The schedule below is approximate, and may flex and bend as the course progresses. The order of topics will probably remain the same, but the exact dates for each topic might change. There might be changes to the readings as the course progresses. Full reference information for each reading is provided at the end of the syllabus.

Schedule of Project Due Dates:
A brief project proposal is due on the Thursday of the fourth week of class. The proposal must specify (1) the empirical phenomena to be addressed, (2) the type of model architecture you intend to use, (3) the programming language you will use, and (4) which computer you will use. The final write-up of your project is due on the Thursday of the 15th week of class, except for those people who present their projects on that day. For these people, the final write-up is due the next day, Friday.

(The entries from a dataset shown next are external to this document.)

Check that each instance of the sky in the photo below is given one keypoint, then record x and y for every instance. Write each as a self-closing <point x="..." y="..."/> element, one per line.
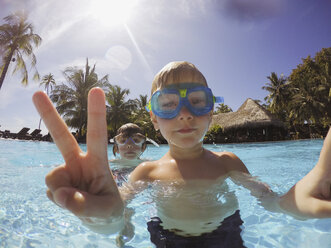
<point x="236" y="44"/>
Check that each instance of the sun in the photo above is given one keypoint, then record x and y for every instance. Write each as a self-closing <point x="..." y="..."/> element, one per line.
<point x="112" y="12"/>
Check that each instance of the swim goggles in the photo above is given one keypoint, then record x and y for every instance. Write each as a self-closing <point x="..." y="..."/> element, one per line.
<point x="136" y="139"/>
<point x="167" y="103"/>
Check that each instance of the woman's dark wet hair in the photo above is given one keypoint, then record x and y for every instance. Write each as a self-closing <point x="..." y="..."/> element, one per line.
<point x="128" y="130"/>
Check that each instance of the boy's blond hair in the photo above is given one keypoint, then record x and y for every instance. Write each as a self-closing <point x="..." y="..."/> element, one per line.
<point x="177" y="71"/>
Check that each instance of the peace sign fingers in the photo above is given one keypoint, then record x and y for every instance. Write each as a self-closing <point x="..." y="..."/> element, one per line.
<point x="58" y="129"/>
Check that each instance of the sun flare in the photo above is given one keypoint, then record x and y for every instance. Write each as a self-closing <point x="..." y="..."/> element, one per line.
<point x="112" y="12"/>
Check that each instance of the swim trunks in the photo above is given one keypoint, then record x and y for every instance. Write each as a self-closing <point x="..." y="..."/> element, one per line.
<point x="226" y="235"/>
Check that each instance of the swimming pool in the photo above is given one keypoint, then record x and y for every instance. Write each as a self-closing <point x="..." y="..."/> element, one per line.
<point x="29" y="219"/>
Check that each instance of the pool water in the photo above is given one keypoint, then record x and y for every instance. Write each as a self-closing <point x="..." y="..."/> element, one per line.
<point x="29" y="219"/>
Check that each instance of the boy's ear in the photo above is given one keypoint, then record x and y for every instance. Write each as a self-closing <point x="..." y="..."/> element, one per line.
<point x="154" y="121"/>
<point x="115" y="149"/>
<point x="143" y="148"/>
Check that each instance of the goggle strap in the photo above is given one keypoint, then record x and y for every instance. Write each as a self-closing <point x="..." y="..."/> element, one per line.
<point x="182" y="92"/>
<point x="148" y="107"/>
<point x="218" y="99"/>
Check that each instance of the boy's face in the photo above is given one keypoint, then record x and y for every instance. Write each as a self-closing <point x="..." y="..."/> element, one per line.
<point x="186" y="129"/>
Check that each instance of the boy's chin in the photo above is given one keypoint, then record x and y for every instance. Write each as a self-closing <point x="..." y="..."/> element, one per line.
<point x="185" y="144"/>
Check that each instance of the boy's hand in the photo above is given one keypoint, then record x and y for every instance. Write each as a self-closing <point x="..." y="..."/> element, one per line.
<point x="311" y="196"/>
<point x="84" y="184"/>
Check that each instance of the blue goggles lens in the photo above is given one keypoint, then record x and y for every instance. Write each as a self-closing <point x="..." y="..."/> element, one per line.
<point x="167" y="103"/>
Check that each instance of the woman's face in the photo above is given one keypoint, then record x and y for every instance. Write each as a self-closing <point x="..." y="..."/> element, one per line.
<point x="130" y="147"/>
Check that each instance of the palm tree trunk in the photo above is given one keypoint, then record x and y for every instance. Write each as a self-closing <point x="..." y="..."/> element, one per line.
<point x="39" y="124"/>
<point x="5" y="69"/>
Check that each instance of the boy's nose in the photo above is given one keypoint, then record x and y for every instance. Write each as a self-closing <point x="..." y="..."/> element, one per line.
<point x="185" y="114"/>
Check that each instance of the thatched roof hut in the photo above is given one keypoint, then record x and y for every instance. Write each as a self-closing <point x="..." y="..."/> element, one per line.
<point x="249" y="115"/>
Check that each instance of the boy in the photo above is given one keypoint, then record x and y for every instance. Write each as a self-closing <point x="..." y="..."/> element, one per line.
<point x="182" y="110"/>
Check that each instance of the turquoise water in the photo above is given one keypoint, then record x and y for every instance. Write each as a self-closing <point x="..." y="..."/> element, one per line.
<point x="29" y="219"/>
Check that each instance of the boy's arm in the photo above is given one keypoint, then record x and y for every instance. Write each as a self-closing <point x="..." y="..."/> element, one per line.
<point x="83" y="184"/>
<point x="311" y="196"/>
<point x="308" y="198"/>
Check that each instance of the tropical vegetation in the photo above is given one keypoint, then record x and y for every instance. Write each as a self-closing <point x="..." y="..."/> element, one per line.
<point x="304" y="97"/>
<point x="17" y="42"/>
<point x="71" y="97"/>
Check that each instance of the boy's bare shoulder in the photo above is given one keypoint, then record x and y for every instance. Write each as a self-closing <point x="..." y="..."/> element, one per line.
<point x="142" y="171"/>
<point x="231" y="161"/>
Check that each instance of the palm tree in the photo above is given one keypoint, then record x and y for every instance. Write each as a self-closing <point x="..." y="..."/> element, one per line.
<point x="71" y="99"/>
<point x="306" y="105"/>
<point x="119" y="110"/>
<point x="48" y="81"/>
<point x="17" y="39"/>
<point x="279" y="93"/>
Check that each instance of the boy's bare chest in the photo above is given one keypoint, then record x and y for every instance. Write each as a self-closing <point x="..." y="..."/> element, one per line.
<point x="189" y="170"/>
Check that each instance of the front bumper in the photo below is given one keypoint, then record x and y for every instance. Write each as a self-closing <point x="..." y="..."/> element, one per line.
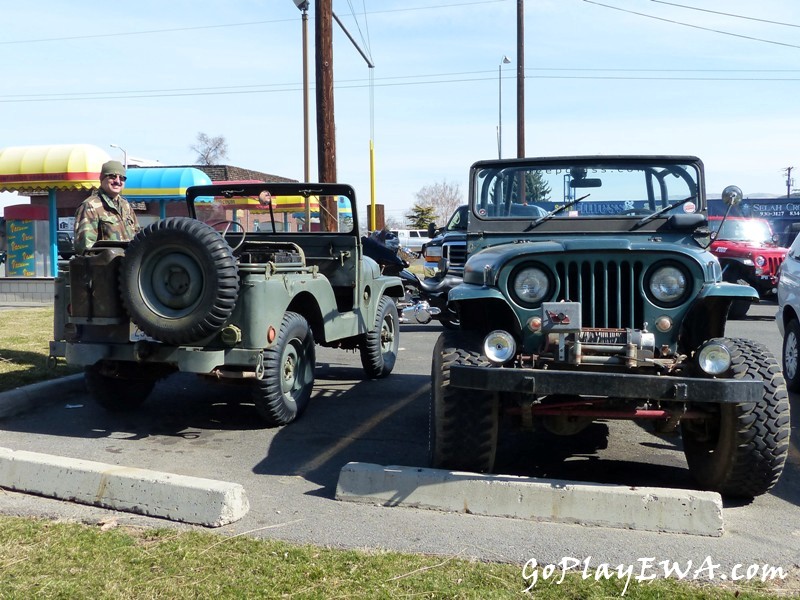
<point x="537" y="382"/>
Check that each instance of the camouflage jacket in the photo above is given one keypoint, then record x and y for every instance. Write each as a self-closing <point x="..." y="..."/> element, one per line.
<point x="101" y="218"/>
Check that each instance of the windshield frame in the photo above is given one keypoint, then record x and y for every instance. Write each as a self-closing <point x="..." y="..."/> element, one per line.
<point x="656" y="168"/>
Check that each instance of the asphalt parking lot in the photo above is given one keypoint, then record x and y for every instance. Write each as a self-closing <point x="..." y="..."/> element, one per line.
<point x="190" y="427"/>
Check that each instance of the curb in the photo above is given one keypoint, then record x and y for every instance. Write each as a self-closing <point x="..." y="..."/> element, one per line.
<point x="176" y="497"/>
<point x="595" y="504"/>
<point x="23" y="399"/>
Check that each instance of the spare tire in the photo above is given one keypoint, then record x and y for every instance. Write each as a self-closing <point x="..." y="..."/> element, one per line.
<point x="179" y="280"/>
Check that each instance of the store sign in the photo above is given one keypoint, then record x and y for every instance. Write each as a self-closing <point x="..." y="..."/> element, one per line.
<point x="21" y="259"/>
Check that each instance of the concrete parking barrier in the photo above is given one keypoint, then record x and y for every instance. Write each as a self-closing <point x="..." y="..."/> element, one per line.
<point x="596" y="504"/>
<point x="176" y="497"/>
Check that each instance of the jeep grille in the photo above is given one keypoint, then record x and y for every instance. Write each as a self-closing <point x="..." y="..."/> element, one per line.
<point x="773" y="264"/>
<point x="456" y="255"/>
<point x="608" y="291"/>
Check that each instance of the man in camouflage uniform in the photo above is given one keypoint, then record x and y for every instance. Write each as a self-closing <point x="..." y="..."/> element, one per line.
<point x="105" y="215"/>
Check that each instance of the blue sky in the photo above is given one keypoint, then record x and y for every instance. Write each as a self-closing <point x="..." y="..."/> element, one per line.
<point x="600" y="79"/>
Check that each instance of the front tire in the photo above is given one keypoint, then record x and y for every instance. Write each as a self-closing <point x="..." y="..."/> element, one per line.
<point x="741" y="449"/>
<point x="115" y="388"/>
<point x="285" y="389"/>
<point x="791" y="356"/>
<point x="463" y="425"/>
<point x="379" y="347"/>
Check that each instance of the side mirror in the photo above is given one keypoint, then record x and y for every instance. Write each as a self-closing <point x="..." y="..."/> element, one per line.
<point x="732" y="195"/>
<point x="584" y="183"/>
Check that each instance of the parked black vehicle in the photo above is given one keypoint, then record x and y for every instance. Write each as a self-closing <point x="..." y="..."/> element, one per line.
<point x="589" y="293"/>
<point x="426" y="297"/>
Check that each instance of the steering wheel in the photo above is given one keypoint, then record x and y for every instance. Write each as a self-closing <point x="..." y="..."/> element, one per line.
<point x="228" y="225"/>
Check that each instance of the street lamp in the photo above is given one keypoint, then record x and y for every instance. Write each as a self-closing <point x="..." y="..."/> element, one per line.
<point x="124" y="154"/>
<point x="302" y="5"/>
<point x="505" y="61"/>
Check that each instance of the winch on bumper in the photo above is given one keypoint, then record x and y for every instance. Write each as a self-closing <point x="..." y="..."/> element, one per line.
<point x="568" y="347"/>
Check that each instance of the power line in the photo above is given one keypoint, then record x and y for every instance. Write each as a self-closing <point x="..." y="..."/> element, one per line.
<point x="225" y="25"/>
<point x="672" y="21"/>
<point x="724" y="14"/>
<point x="358" y="83"/>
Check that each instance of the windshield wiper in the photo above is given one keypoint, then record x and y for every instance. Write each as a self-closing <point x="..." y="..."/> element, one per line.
<point x="661" y="211"/>
<point x="554" y="212"/>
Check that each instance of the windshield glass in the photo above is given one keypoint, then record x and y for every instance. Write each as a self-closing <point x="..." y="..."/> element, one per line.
<point x="742" y="230"/>
<point x="602" y="189"/>
<point x="254" y="209"/>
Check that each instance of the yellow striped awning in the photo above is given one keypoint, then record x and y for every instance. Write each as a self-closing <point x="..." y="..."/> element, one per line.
<point x="42" y="168"/>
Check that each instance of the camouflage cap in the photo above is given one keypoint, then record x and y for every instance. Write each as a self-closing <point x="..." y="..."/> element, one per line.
<point x="112" y="167"/>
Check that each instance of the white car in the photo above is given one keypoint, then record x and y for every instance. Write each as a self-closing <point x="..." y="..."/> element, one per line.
<point x="788" y="317"/>
<point x="413" y="239"/>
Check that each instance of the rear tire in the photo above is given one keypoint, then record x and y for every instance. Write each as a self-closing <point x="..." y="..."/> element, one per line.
<point x="463" y="424"/>
<point x="791" y="355"/>
<point x="741" y="449"/>
<point x="285" y="389"/>
<point x="179" y="280"/>
<point x="379" y="347"/>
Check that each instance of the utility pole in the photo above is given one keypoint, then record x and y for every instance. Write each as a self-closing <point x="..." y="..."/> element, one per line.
<point x="326" y="129"/>
<point x="520" y="78"/>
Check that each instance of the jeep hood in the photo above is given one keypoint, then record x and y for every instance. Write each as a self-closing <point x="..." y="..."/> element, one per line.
<point x="493" y="258"/>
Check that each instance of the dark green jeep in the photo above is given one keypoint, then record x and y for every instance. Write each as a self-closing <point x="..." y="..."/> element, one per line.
<point x="232" y="289"/>
<point x="589" y="293"/>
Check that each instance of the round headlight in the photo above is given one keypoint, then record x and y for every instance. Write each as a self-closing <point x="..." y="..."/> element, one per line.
<point x="531" y="285"/>
<point x="714" y="358"/>
<point x="499" y="346"/>
<point x="668" y="284"/>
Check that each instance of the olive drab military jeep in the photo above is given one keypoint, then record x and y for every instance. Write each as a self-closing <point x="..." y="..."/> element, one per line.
<point x="234" y="290"/>
<point x="589" y="292"/>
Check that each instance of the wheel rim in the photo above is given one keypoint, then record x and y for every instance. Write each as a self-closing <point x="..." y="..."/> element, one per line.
<point x="291" y="370"/>
<point x="387" y="335"/>
<point x="790" y="352"/>
<point x="172" y="283"/>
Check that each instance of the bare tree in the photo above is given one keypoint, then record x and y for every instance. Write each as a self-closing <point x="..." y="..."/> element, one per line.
<point x="443" y="197"/>
<point x="210" y="151"/>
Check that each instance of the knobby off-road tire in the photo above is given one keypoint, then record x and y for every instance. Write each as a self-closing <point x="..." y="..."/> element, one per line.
<point x="741" y="450"/>
<point x="463" y="424"/>
<point x="179" y="280"/>
<point x="117" y="390"/>
<point x="379" y="347"/>
<point x="285" y="389"/>
<point x="791" y="355"/>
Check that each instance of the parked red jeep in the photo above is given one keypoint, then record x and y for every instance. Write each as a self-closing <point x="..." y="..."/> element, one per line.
<point x="748" y="253"/>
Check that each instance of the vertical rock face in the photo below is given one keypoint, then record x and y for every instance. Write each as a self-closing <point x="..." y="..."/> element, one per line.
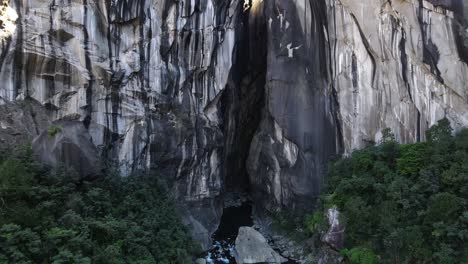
<point x="298" y="131"/>
<point x="145" y="78"/>
<point x="398" y="64"/>
<point x="236" y="95"/>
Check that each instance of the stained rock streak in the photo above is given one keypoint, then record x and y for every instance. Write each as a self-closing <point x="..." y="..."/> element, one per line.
<point x="252" y="96"/>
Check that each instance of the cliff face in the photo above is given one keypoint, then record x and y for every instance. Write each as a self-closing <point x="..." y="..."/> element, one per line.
<point x="234" y="95"/>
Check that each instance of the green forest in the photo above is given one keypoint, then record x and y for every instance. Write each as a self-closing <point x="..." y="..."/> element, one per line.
<point x="403" y="203"/>
<point x="54" y="217"/>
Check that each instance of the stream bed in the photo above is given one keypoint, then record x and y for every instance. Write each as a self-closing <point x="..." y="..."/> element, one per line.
<point x="236" y="215"/>
<point x="222" y="251"/>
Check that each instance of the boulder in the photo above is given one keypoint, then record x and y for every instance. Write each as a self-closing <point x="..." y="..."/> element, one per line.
<point x="252" y="247"/>
<point x="68" y="143"/>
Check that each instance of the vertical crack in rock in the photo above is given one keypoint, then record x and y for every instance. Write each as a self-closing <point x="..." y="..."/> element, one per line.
<point x="244" y="98"/>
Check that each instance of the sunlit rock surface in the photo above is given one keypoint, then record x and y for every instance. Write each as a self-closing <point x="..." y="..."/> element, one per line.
<point x="220" y="95"/>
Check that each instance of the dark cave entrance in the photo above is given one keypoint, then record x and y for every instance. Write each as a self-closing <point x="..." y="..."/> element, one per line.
<point x="242" y="105"/>
<point x="243" y="100"/>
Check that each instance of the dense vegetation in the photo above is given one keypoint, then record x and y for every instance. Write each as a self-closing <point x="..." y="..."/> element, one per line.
<point x="52" y="217"/>
<point x="404" y="203"/>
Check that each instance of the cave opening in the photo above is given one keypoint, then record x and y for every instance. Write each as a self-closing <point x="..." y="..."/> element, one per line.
<point x="243" y="100"/>
<point x="242" y="106"/>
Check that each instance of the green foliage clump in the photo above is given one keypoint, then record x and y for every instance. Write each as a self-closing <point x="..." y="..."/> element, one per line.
<point x="405" y="203"/>
<point x="360" y="255"/>
<point x="316" y="222"/>
<point x="50" y="217"/>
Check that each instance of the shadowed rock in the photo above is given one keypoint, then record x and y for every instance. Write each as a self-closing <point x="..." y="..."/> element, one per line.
<point x="68" y="144"/>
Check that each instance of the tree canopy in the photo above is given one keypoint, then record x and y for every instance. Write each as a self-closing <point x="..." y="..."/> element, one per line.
<point x="53" y="217"/>
<point x="405" y="203"/>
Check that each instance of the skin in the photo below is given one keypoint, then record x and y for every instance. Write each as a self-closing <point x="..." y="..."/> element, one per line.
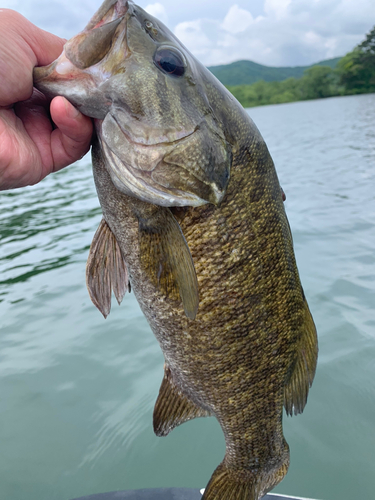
<point x="251" y="349"/>
<point x="36" y="137"/>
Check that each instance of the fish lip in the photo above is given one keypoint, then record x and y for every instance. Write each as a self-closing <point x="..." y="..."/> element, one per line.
<point x="153" y="144"/>
<point x="47" y="74"/>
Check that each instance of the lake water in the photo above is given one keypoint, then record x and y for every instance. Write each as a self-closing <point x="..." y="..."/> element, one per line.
<point x="77" y="391"/>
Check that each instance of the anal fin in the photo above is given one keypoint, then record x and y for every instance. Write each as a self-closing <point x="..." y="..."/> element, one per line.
<point x="105" y="269"/>
<point x="173" y="408"/>
<point x="302" y="376"/>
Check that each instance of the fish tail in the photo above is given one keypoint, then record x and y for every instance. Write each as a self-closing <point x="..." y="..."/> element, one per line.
<point x="230" y="484"/>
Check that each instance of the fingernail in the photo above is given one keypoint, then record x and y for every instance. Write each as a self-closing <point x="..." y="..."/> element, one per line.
<point x="71" y="110"/>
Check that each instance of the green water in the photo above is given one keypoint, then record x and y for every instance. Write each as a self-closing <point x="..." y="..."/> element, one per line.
<point x="77" y="391"/>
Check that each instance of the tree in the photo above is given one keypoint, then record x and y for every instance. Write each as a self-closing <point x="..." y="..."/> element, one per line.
<point x="357" y="69"/>
<point x="317" y="82"/>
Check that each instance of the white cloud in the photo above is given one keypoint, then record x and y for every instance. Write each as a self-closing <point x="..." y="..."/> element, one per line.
<point x="276" y="8"/>
<point x="157" y="10"/>
<point x="290" y="33"/>
<point x="272" y="32"/>
<point x="237" y="20"/>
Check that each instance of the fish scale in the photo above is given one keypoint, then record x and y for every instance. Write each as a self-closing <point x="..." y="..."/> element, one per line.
<point x="193" y="206"/>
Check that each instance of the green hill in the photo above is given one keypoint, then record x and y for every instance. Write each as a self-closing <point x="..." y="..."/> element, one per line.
<point x="248" y="72"/>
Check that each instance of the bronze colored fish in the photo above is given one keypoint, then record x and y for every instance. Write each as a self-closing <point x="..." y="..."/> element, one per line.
<point x="193" y="217"/>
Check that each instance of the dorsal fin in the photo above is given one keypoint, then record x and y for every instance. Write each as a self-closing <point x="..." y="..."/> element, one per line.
<point x="300" y="381"/>
<point x="173" y="408"/>
<point x="105" y="269"/>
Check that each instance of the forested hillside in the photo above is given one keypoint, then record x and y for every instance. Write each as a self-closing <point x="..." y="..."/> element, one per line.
<point x="352" y="74"/>
<point x="248" y="72"/>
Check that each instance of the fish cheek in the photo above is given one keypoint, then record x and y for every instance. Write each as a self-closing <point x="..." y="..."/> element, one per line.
<point x="206" y="159"/>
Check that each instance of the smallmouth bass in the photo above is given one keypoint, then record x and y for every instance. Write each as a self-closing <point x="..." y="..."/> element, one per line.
<point x="193" y="219"/>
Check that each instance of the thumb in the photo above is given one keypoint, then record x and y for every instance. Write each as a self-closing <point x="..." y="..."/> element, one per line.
<point x="23" y="46"/>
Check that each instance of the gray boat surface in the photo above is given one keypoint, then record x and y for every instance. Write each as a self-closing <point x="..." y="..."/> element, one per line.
<point x="169" y="494"/>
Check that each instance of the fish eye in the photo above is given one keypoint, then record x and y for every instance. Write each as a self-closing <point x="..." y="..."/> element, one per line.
<point x="170" y="61"/>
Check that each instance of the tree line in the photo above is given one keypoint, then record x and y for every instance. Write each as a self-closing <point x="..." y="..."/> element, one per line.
<point x="354" y="74"/>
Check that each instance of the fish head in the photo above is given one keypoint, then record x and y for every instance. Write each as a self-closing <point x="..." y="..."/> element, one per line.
<point x="160" y="137"/>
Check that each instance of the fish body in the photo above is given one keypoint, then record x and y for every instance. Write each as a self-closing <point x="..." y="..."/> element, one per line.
<point x="193" y="217"/>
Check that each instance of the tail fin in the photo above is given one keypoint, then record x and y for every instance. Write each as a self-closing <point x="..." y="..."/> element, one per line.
<point x="230" y="484"/>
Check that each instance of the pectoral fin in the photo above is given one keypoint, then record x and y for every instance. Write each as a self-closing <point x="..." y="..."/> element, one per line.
<point x="301" y="378"/>
<point x="105" y="270"/>
<point x="166" y="258"/>
<point x="173" y="408"/>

There is no final exam.

Schedule of Readings:
Week 1: Introduction and scheduling of presentations.
Week 2: Meta-Theory.
Week 3: Category Learning.
Week 4: Development.
Week 5: Sequence Learning.
Week 6: Similarity.
Week 7: Strength of Processing.
Week 8: Memory.
Week 9: Neural Dynamics of Vision.
Week 10: Word Recognition.
Week 11: Lesions.
Week 12: Reprise of Meta-Theory.
Weeks 13-15: Presentations of Student Projects.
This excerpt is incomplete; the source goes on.